Ivo Christopher Leist: "Development of a framework for data management, harmonisation, visualisation, and analytics of multi-omics clinical trials data in the context of autoimmune diseases".
Thesis Director:
Dr. Ivo Glynne Gut
December 19th, 2025. 10.00h
Sala de Grados Eduard Fontseré. Facultat de Física (UB)
ABSTRACT
(Multi-)omics technologies generate vast amounts of data that require proper organisation and storage for efficient analyses and interoperability. Historically research organisations managed data locally, but in today’s large-scale international collaborative projects, this hinders efficient data exchange. A case in point, is the use of SFTP file server for data sharing purposes, which requires familiarity with specific software or command-line tools. Commercial cloud storage (e.g., Dropbox or Google Cloud) offers an alternative but demands trust in black-box solutions and their providers. Open-source alternatives exist, each with specific strengths and limitations.

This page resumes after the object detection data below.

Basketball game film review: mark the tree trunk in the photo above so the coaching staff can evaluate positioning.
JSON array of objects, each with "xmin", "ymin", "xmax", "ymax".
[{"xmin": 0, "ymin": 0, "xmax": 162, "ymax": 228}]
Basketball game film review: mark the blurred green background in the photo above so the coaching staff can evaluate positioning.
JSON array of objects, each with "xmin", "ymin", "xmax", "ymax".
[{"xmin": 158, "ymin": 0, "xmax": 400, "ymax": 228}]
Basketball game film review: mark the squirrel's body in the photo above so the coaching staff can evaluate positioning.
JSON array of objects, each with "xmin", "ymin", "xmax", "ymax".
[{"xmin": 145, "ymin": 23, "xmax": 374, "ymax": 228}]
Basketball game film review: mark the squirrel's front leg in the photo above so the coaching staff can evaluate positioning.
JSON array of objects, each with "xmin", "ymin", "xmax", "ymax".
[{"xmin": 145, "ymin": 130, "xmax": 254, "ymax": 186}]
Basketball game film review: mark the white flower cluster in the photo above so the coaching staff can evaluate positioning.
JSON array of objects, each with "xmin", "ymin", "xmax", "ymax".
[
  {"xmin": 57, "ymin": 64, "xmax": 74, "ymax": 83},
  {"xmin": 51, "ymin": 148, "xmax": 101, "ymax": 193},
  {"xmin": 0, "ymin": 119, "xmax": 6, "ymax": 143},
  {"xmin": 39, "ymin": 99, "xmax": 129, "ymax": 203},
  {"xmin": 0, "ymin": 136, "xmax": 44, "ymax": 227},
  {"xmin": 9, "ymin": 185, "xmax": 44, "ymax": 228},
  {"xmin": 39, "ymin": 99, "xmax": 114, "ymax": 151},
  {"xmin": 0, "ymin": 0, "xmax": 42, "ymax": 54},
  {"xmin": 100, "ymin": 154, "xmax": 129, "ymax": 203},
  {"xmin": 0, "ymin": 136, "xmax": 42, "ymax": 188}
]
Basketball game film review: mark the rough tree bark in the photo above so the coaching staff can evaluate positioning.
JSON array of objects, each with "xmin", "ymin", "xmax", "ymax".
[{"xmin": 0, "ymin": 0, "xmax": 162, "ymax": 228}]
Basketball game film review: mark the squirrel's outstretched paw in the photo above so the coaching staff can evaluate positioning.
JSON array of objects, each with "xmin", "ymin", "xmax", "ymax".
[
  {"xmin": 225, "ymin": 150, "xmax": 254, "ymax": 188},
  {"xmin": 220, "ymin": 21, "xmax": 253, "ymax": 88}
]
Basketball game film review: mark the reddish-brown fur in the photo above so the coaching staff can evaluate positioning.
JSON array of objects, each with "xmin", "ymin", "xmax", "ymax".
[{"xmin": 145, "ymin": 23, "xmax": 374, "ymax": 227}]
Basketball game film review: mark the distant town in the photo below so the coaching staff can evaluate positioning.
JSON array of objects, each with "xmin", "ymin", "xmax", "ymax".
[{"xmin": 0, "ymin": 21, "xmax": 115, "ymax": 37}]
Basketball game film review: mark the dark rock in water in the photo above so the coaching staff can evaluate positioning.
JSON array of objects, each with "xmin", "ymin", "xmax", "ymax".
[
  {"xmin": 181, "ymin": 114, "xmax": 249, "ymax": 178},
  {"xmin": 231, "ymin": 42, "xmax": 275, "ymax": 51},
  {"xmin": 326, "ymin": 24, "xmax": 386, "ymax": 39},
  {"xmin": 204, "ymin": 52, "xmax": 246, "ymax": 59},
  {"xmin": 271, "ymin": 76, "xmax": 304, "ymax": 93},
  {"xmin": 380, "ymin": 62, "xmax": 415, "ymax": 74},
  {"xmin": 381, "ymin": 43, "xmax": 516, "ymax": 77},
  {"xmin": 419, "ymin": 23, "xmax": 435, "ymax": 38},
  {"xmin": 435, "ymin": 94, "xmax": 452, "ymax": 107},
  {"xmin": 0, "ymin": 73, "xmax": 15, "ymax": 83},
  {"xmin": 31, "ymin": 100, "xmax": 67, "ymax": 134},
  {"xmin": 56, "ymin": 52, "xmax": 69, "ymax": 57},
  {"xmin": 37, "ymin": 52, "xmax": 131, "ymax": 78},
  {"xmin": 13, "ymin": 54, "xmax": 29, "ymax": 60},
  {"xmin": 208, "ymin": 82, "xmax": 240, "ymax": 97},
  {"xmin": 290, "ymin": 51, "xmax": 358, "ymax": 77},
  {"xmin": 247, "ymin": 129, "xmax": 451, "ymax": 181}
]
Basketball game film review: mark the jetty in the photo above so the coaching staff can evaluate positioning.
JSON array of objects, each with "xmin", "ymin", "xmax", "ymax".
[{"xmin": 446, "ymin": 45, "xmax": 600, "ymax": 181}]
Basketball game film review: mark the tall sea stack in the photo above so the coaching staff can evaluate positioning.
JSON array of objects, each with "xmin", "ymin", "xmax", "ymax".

In this thesis, I evaluated the applicability of these existing open-source data warehouse solutions for the 3TR project (3tr-imi.eu). It is a public-private partnership tackling seven immune-mediated diseases across 15 European countries involving 69 partners. As none of the tested software solutions met the needs of the 3TR project consortium I developed OmicsDM, a web-based platform that facilitates data storage, sharing, visualisation, and analysis. In 3TR, diseases are analysed both independently and jointly. Regarding the latter, the heterogeneity of the pheno-clinical data across studies poses a major challenge. To address this, I participated in the development of Convert-Pheno, a software toolkit for the interconversion of common data models for phenotypic data. Thus, laying the foundation for the envisioned cross-disease analysis. Next, the consortium needed a method to group patients by phenotypic resemblance rather than diagnostic labels alone. Thus, enabling researchers to construct phenotype-based cohorts whose analysis can reveal shared mechanisms or treatment responses across diseases To aid in the grouping we built Pheno-Ranker. It leverages semantic similarity to compare phenotypic data stored in GA4GH standards and beyond. For both Convert-Pheno and Pheno-Ranker I built intuitive web user interfaces, each with its own public playground to let users explore the capabilities of each of the tools.
To sum it up, the developments in this thesis are an important contribution to the improvement of the biomedical data management, harmonisation, visualisation and analytics infrastructure in Europe and beyond.